More than anything, Warner was, as ex-linebacker Brant Boyer would say, “The best guy.”
That’s the thing. It’s not about bricks and paint. It’s about people. In this case, it’s about friendships — a brotherhood — that stretch back a quarter of a century.
Linebacker Charlie Camp was there Friday night, coming in from Texas. His first friend at Arizona, back in 1991, was Warner Smith. Football can be the ultimate melting pot. An African-American linebacker from the New Orleans area and a red-headed kid from a Southern Arizona mining town. Best friends. Imagine.
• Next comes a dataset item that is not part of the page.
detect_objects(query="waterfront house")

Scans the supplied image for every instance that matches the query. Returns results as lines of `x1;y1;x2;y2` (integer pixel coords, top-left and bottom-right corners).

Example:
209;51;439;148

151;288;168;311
Rob Waldrop came in from California. Tedy Bruschi flew in from Boston. College Football Hall of Famers, reunited.
Because of Warner, it was a who’s-who of Arizona football from the Tomey era — Waldrop, Bruschi, Boyer, Camp, Smigiel, George Malauulu, Keith Smith, Ty Parten, Brandon Sanders, Richard Dice, Jeff Hammerschmidt, Heath Bray, Dan White, Mike Heemsbergen, Rod Lewis, Paul Stamer, Mani Ott, Claudius Wright, Chris Lopez, Kelvin Hunter … let’s just say there were a lot of man-hugs Friday night.
Current Arizona defensive coordinator Marcel Yates made an appearance, and new head coach Kevin Sumlin, intent on improving the program’s “former player engagement,” carved out space in his busy schedule to engage with former players on 4th Avenue. Smart move. As someone said Friday night, it is especially this era of Wildcats who care about the program and don’t want anything in return. They just want to be connected.
Warner Smith is a connector.
As more than one person mentioned Friday night, Warner would have been proud of the huge gathering. Bricks and paint don’t bring people together. Warner did; still does. It has always about football family.